MUS2026-153 - museum specimen
Kubu (Western Province)
Papua New Guinea - Kubu, Western Province - Oceania
Sacred / spirit
Source term: bullroarer
bullroarer: English British Museum object type; no Kubu name is recorded.
This was no modest sliver of wood: over ninety centimetres of board painted red, black, white and yellow and dressed with berries, seeds, feathers, gum and rattan — a roarer built to be seen as well as heard, entered in the museum register at once as 'ceremonial.' The Finnish ethnographer Gunnar Landtman brought it back in 1912 from Kubu, a place he locates between Gaima and the Aramia River, in the low country where Kiwai territory on the Fly meets that of the Gogodala.

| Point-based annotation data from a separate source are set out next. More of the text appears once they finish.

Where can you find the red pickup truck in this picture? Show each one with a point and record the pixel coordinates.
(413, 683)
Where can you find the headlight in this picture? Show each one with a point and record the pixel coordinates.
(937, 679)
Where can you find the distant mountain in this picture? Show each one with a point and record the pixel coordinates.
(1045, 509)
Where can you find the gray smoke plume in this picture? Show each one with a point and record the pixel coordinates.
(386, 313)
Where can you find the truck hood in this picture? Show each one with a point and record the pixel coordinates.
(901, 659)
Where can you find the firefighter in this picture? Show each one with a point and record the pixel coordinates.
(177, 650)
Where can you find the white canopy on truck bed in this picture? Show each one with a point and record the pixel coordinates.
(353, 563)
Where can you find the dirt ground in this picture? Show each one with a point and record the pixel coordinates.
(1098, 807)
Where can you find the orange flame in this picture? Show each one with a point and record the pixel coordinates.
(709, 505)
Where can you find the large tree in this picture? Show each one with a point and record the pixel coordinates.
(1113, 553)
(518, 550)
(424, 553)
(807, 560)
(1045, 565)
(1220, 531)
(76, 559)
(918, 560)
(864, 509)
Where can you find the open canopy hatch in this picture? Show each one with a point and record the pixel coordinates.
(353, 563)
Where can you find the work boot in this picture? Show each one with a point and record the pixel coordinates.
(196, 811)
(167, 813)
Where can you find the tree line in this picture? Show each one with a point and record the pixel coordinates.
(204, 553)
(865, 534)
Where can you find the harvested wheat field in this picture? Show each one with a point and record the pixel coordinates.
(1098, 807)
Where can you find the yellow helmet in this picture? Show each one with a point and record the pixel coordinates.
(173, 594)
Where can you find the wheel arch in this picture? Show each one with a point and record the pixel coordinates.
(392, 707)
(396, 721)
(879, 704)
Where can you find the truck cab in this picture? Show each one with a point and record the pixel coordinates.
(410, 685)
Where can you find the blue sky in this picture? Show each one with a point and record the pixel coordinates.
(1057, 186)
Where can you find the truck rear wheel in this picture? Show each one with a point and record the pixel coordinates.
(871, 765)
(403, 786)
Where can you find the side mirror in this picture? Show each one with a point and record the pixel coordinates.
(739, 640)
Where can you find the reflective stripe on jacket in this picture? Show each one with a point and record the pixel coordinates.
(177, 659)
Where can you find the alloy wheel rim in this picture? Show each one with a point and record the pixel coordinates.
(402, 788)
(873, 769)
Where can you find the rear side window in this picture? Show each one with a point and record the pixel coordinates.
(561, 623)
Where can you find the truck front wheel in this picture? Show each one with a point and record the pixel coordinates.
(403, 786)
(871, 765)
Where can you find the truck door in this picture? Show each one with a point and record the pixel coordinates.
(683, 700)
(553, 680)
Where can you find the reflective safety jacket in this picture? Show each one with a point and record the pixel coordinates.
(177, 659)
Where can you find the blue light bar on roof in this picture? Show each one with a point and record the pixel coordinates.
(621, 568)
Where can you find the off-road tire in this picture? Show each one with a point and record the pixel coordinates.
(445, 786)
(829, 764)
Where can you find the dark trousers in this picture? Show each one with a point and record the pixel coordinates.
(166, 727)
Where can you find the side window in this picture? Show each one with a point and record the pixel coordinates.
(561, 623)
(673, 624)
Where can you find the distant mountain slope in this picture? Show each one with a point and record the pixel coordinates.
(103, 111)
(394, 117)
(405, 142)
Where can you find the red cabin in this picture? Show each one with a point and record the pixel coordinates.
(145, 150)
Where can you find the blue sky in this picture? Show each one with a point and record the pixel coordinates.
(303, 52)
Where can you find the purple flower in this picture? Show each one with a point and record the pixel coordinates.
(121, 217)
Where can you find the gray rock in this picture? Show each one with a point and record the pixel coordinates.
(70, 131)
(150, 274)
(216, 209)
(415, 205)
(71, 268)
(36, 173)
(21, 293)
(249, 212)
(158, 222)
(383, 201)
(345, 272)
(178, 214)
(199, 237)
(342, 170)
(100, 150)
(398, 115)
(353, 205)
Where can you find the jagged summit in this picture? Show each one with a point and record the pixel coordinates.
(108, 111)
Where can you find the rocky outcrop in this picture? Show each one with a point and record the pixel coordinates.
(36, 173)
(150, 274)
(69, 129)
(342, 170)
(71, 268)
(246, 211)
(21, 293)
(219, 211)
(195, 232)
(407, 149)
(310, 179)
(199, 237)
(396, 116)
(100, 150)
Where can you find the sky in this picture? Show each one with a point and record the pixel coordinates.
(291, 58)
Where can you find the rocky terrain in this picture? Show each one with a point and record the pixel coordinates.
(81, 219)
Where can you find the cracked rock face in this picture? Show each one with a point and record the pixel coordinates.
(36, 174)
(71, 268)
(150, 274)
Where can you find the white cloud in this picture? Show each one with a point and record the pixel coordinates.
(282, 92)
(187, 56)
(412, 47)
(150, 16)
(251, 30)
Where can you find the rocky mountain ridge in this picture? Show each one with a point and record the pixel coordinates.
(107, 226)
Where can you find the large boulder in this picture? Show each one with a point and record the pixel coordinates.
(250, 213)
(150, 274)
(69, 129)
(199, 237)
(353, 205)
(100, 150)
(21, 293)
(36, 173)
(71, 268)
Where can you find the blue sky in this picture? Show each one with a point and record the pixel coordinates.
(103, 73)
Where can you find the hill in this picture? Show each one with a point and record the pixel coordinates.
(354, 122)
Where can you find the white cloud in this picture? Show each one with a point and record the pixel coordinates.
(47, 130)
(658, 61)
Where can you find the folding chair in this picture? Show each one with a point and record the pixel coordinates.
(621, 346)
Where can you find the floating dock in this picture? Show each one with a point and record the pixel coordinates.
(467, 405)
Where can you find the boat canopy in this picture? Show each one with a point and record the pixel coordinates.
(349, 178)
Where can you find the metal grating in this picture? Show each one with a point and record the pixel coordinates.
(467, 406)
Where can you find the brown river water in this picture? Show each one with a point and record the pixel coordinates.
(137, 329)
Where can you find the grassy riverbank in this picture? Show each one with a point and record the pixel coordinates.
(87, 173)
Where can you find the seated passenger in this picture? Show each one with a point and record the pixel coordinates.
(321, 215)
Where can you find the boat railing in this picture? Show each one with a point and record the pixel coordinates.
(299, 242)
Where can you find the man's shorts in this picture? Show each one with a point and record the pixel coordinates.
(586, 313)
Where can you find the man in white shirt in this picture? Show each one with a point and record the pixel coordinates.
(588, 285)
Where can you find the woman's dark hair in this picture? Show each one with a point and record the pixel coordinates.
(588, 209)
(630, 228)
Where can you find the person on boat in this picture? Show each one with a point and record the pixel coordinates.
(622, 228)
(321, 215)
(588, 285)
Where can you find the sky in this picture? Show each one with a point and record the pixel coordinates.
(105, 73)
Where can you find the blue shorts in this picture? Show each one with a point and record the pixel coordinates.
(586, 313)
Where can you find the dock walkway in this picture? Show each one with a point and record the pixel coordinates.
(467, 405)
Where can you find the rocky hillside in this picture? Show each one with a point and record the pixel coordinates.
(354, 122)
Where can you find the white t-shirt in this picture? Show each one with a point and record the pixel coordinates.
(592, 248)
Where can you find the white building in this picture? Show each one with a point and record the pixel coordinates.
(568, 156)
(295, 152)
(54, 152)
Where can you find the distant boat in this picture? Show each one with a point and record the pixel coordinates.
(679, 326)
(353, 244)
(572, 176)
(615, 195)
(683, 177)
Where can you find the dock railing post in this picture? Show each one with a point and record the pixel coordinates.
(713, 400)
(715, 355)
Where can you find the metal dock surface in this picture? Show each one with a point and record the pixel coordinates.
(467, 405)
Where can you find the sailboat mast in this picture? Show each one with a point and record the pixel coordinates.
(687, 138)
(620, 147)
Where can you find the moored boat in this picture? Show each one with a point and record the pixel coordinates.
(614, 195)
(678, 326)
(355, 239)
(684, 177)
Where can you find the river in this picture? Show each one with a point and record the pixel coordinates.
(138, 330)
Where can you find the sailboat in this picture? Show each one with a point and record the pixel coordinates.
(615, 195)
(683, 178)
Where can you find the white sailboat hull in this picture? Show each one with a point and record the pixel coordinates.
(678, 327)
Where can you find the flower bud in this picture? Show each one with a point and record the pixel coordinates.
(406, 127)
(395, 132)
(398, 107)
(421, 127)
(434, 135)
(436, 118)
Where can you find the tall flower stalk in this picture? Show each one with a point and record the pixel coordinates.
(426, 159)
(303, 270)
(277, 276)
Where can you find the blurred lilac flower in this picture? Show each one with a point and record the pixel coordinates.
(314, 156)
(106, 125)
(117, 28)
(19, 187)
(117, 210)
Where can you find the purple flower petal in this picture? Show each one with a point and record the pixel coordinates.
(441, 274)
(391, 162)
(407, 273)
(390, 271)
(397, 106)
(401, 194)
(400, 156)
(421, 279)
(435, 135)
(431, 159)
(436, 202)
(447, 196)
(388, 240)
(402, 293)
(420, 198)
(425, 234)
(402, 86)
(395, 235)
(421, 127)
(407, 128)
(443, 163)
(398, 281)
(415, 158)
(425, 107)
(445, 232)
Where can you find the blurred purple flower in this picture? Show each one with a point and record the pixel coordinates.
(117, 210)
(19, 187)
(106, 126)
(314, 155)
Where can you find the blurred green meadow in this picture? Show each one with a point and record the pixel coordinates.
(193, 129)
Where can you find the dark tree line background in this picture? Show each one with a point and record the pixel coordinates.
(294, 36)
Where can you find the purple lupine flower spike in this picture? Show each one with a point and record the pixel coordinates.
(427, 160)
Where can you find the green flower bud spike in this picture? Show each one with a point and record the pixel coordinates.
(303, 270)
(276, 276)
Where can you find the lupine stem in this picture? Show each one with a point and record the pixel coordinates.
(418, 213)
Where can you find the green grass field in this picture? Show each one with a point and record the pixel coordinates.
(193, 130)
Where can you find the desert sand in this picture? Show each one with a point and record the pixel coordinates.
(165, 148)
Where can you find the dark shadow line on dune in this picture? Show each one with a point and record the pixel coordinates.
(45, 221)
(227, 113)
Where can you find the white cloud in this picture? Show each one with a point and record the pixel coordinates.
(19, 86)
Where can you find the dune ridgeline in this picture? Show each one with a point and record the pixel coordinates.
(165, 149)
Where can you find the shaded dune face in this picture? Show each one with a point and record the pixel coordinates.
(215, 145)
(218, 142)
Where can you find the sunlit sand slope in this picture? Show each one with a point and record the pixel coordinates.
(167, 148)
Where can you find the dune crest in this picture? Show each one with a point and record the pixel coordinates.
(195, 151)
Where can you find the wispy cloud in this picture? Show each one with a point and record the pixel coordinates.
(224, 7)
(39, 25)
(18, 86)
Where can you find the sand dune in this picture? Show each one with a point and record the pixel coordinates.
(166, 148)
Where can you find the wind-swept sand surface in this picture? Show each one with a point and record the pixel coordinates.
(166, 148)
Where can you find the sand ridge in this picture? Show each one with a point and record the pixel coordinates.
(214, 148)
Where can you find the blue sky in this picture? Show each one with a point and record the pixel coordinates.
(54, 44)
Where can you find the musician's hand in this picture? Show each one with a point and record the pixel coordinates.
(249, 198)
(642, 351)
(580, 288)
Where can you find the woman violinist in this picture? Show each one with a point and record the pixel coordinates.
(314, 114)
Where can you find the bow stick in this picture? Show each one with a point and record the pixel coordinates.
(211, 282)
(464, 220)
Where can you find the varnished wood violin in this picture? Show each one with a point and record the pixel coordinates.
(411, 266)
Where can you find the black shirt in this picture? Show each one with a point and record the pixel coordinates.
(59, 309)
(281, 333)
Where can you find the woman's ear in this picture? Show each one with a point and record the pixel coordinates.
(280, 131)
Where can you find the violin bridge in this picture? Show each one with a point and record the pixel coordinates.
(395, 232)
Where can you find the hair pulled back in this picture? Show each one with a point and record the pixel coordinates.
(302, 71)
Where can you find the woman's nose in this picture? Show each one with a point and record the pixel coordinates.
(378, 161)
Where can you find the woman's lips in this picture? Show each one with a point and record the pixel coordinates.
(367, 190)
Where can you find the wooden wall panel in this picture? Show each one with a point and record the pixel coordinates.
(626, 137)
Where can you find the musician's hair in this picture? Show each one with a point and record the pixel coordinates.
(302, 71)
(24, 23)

Ceremonial bullroarer, Kubu.
British Museum, Oc1912,1217.6, 1912 register.
- Object
- 90.5 x 28.5 x 4 cm wooden bullroarer, painted red, black, white, and yellow and ornamented with berries and feathers; materials also include seed, gum, and rattan.
- Function
- The 1912 register calls it ceremonial; no performance is described.
- Map confidence
- medium_high - Kubu populated-place anchor in Western Province, matching the British Museum findspot. This is a locality, not a claimed culture centroid.